Ana Paula Bornes da Silva, Rodrigo Braccini Madeira Silva, Leise Daniele Sckenal Goi, Rachel Dias Molina, Denise Cantarelli Machado, Douglas Kazutoshi Sato
Frontiers in Neurology 2020, 11: 389
Immune-mediated inflammatory diseases of the central nervous system (CNS) are a group of neurological disorders in which inflammation and/or demyelination are induced by cellular and humoral immune responses specific to CNS antigens. They include diseases such as multiple sclerosis (MS), neuromyelitis optica spectrum disorders (NMOSD), acute disseminated encephalomyelitis (ADEM) and anti-NMDA receptor encephalitis (NMDAR encephalitis). Over the years, many in vivo and in vitro models were used to study clinical, pathological, physiological and immunological features of these neuroimmunological disorders.
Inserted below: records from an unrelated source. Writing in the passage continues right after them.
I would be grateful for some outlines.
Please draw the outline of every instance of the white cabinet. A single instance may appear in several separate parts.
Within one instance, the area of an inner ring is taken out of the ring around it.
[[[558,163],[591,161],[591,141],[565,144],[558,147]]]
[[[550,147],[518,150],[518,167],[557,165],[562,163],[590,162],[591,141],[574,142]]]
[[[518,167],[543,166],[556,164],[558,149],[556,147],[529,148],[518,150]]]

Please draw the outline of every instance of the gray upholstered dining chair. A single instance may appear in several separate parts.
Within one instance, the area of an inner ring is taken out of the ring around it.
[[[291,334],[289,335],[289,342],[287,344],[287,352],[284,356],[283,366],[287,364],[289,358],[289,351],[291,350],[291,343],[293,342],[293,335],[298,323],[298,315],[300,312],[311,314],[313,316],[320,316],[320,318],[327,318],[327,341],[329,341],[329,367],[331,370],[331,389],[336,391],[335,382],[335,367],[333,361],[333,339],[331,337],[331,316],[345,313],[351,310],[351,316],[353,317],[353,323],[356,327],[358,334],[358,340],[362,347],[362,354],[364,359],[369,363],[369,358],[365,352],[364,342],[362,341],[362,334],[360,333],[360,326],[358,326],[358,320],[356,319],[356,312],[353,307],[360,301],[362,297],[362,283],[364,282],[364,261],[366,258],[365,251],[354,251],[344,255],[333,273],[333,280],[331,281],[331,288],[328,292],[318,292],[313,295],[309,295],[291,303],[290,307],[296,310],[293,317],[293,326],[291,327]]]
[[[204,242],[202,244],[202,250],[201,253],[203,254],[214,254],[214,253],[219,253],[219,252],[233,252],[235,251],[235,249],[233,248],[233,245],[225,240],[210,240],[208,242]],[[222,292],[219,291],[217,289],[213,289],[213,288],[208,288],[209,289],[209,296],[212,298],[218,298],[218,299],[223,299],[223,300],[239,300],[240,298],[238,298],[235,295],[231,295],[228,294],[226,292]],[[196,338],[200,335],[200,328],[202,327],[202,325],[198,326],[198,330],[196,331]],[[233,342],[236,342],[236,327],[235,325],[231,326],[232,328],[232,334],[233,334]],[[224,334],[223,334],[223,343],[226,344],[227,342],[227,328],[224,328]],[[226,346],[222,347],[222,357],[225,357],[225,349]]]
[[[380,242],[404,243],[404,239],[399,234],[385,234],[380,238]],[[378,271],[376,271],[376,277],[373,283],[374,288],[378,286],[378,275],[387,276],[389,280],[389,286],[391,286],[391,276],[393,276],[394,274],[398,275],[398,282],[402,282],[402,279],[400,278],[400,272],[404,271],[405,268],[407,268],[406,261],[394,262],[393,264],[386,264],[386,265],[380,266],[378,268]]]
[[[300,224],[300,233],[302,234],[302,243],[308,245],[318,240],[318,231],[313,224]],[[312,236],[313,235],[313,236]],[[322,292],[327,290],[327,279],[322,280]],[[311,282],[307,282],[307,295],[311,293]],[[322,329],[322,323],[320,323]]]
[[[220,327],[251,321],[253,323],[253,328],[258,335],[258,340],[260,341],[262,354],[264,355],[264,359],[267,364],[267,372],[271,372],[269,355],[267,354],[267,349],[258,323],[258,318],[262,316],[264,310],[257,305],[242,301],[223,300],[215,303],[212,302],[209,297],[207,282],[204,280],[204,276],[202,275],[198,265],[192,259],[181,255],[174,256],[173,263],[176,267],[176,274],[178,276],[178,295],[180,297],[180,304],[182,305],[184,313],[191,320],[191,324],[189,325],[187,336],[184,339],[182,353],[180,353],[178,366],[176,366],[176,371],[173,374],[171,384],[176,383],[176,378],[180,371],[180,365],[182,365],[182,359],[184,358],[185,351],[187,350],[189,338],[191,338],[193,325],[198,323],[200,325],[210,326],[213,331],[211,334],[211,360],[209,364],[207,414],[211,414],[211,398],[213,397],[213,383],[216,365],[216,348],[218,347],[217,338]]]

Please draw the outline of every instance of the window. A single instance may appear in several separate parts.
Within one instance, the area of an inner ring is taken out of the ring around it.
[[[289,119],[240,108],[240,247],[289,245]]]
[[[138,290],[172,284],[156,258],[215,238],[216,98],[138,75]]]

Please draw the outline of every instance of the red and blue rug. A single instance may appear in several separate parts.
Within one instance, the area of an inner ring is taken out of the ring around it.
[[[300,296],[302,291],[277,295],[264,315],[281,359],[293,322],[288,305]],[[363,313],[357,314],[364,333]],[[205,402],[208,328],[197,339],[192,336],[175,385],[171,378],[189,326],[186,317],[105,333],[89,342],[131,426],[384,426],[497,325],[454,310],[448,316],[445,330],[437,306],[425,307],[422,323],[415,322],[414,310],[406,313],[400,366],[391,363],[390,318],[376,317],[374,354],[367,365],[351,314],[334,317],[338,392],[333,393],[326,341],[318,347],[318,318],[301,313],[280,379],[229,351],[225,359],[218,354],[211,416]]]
Nevertheless, there are important aspects of human diseases that are not fully reproduced in the experimental models due to their technical limitations. In this review, we describe the preclinical models of neuroimmune disorders, and how they contributed to the understanding of these disorders and explore potential treatments. We also describe the purpose and limitation of each one, as well as the recent advances in this field.